Grant Has Been Linked to Knicks Before
Jerami Grant has managed to bump his league status up quite considerably over the last few years, going from being considered a solid role player with the Philadelphia 76ers (2014-2016), OKC Thunder (2016-2019), and Denver Nuggets (2019-2020) to a borderline All-Star with the Detroit Pistons (2020-2022).
Since putting pen to paper on his current three-year, $60 million deal the forward has become quite a force to be reckoned with, posting impressive per-game averages of 20.9 points, 4.4 rebounds, 2.6 assists, and 1.1 blocks on 35% shooting from distance.
The Pistons, opting to embark on a full-fledged rebuild, traded Grant to the Trail Blazers on July 6 in a package deal that landed them a top-four protected 2025 first-round pick (via Milwaukee), the draft rights to Gabriele Procida, and two future second round picks.
For Portland, this move seems to be a last-ditch effort to convince centerpiece Damian Lillard that they can properly build a competitive rotation around him, as they’re coming off of a playoff-less 27-55 campaign and have advanced past the first round just once over the last six seasons.
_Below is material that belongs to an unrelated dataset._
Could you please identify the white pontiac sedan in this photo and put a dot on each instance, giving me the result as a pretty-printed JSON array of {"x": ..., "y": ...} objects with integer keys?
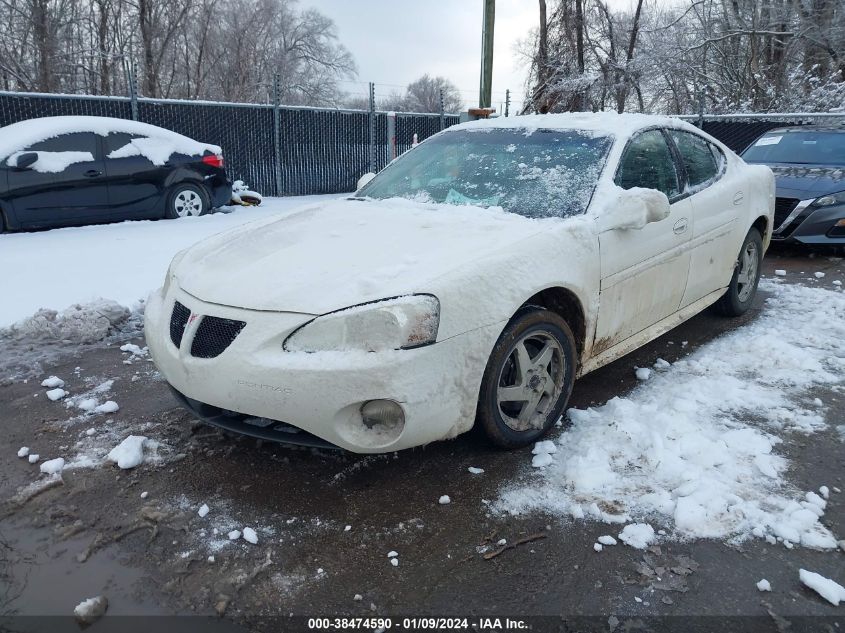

However, as Katz insinuated, should they struggle this year and fall short of their goals of being a top-eight seed in the Western Conference standings, they could be inclined to flip Grant via trade in an effort to nab something in return before possibly losing him for nothing come the offseason.
This, of course, is where he believes the Knicks could come into play, as they’ve shown interest in acquiring him in the past.
At around the mid-way point of the 2021-22 season, in a January 10 article penned by the Athletic’s Shams Charania New York was one of several organizations who were reported to have pursued the then Pistons star in an in-season trade.
Of course, nothing came out of their efforts as Grant finished off the campaign still in Detroit
Knicks Urged to Pursue OKC Guard
Outside of Jerami Grant, the Knicks have been attached to several other players across the league who could, in theory, serve as alternative options to Mitchell.
One, in specific, is actually a former teammate of the forward’s in Shai Gilgeous-Alexander who the folks at the “It’s a Hard Knicks Life” podcast suggested the franchise should consider sending an offer in Oklahoma City’s direction for.
Last season, the fourth-year rising-star combo guard took part in a career-best campaign where he posted stellar averages of 24.5 points, 5.9 assists, 5.0 rebounds, 1.3 steals, and just shy of a block per game.